Identification of a scaled-model riser dynamics through a combined computer vision and adaptive Kalman filter approach

•A projective geometry computer vision method maps object space into image space.•Image coordinates were obtained through a mathematical morphology base algorithm.•A compliant mechanism and a Lagrangian formulation was employed to model the riser.•A Kalman filter used image coordinates to identify riser dynamics and a forcing term.
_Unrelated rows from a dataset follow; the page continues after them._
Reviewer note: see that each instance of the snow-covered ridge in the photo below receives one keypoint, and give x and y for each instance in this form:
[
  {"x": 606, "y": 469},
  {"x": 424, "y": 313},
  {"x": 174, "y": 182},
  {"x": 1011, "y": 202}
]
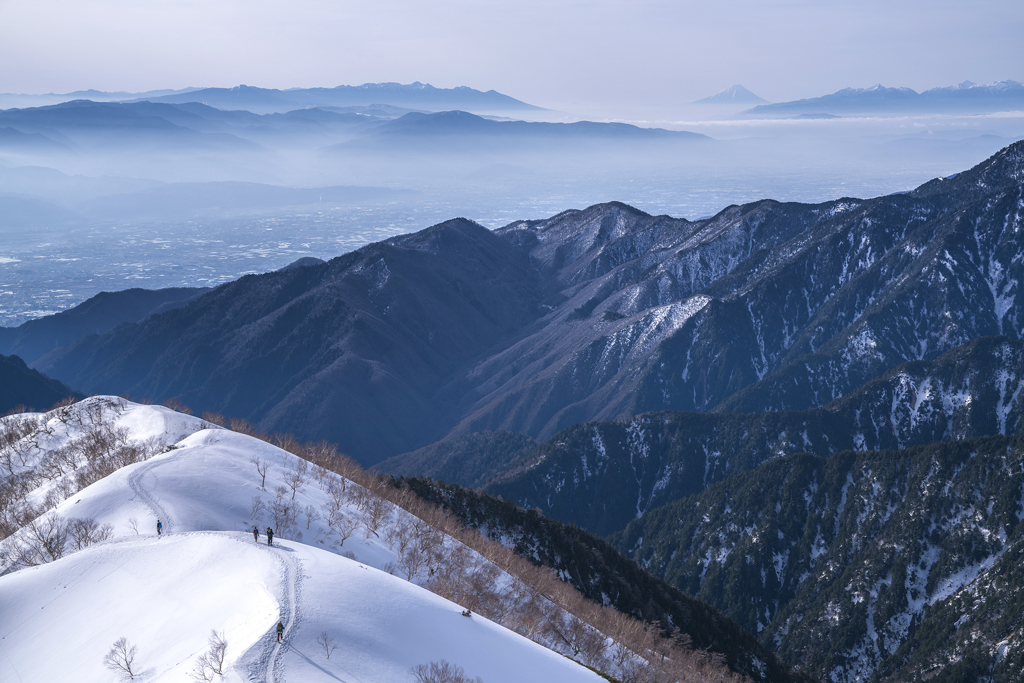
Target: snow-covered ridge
[
  {"x": 86, "y": 565},
  {"x": 165, "y": 594}
]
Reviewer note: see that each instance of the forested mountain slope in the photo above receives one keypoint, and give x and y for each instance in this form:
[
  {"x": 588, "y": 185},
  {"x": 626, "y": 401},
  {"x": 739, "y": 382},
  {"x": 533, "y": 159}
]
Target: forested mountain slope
[
  {"x": 22, "y": 386},
  {"x": 604, "y": 574},
  {"x": 592, "y": 314},
  {"x": 601, "y": 475},
  {"x": 895, "y": 564}
]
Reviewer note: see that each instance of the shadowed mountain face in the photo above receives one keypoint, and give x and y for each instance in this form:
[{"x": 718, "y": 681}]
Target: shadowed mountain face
[
  {"x": 93, "y": 316},
  {"x": 352, "y": 350},
  {"x": 634, "y": 466},
  {"x": 897, "y": 565},
  {"x": 19, "y": 385},
  {"x": 590, "y": 314}
]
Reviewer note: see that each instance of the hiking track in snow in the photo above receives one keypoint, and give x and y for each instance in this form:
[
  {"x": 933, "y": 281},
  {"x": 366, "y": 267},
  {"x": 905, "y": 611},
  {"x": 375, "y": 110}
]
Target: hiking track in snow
[
  {"x": 265, "y": 664},
  {"x": 135, "y": 481}
]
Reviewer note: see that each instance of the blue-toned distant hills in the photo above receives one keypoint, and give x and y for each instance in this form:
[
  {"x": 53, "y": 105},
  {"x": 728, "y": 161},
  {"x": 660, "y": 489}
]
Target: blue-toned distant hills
[
  {"x": 421, "y": 96},
  {"x": 964, "y": 98},
  {"x": 735, "y": 94}
]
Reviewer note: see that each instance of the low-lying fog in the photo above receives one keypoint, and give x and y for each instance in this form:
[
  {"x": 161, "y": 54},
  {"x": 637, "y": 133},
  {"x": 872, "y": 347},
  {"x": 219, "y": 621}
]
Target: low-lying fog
[{"x": 92, "y": 206}]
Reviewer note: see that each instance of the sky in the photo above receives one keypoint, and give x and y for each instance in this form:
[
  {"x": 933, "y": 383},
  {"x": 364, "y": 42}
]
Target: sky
[{"x": 579, "y": 55}]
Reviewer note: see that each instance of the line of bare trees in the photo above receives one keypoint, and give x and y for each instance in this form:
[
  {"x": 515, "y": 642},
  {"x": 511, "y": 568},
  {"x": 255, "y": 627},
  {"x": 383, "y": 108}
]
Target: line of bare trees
[
  {"x": 32, "y": 534},
  {"x": 436, "y": 549},
  {"x": 433, "y": 547}
]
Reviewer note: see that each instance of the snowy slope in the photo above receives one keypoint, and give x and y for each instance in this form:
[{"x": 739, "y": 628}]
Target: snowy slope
[{"x": 166, "y": 594}]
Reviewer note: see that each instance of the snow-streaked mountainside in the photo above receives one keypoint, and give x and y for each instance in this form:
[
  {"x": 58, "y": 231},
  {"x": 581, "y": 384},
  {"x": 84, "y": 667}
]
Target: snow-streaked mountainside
[
  {"x": 592, "y": 314},
  {"x": 636, "y": 465},
  {"x": 896, "y": 565},
  {"x": 206, "y": 572}
]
Aiming at overcoming the difficulties derived from the traditional camera calibration methods to record the underwater environment of a towing tank where experiments of scaled-model risers are carried on, a computer vision method, combining traditional image processing algorithms and a self-calibration technique was implemented. This method was used to identify the coordinates of control-points viewed on a scaled-model riser submitted to a periodic force applied to its fairlead attachment point. To study the observed motion, the riser was represented as a pseudo-rigid body model (PRBM) and the hypotheses of compliant mechanisms theory were assumed in order to cope with its elastic behavior. The derived Lagrangian equations of motion were linearized and expressed as a state-space model in which the state variables include the generalized coordinates and the unknown generalized forces. The state-vector thus assembled is estimated through a Kalman Filter. The estimation procedure allows the determination of both the generalized forces and the tension along the cable, with statistically proven convergence.